NIST researchers transferred ultraprecise time signals over the air between a laboratory on NIST’s campus in Boulder, Colo., and nearby Kohler Mesa. Signals were sent in both directions, reflected off a mirror on the mesa, and returned to the lab, a total distance of approximately 2 km. The two-way technique overcomes timing distortions on the signals from turbulence in the atmosphere, and shows how next-generation atomic clocks at different locations could be linked wirelessly to improve distribution of time and frequency information and other applications. Courtesy of Kelly Talbott, NIST.

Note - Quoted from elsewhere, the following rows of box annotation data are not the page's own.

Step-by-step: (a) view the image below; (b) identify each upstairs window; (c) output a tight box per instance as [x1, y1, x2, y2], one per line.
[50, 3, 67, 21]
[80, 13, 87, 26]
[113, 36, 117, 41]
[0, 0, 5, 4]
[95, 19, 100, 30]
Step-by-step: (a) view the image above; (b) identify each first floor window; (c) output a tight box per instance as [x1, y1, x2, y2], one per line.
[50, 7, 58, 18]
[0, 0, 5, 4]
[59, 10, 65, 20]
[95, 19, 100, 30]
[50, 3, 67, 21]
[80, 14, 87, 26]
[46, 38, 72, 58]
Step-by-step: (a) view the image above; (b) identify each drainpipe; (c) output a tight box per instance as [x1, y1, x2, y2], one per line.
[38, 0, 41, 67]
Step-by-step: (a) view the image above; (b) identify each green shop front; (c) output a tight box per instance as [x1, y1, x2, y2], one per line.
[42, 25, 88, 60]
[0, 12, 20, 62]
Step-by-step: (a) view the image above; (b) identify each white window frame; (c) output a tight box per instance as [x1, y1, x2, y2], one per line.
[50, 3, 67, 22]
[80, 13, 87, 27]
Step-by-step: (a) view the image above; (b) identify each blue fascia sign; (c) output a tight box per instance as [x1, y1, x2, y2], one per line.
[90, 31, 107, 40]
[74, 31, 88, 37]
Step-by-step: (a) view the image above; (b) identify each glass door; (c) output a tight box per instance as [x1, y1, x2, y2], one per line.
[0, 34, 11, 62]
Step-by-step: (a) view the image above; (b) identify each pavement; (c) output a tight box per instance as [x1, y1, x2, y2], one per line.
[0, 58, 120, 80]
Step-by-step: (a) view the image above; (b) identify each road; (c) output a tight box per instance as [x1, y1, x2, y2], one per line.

Travel times for the transmitted pulses were measured. The cumulative timing differences and frequency instabilities were infinitesimal, just one-million-billionths of a second per hour, a performance level sufficient for transferring optical clock signals, the investigators say.
The transfer technique overcomes typical wireless signal problems such as turbulence in the atmosphere — the phenomenon that makes images shimmer when it’s very hot outside. Because turbulence affects both directions equally, it can be cancelled out. The method also can withstand signal losses because of the temporary obstruction of the light path.
The method should be able to operate at much longer distances, possibly even over future ground-to-satellite optical communication links as an added timing channel, researchers say.
The work, funded in part by DARPA, was described in Nature Photonics (doi: 10.1038/nphoton.2013.69).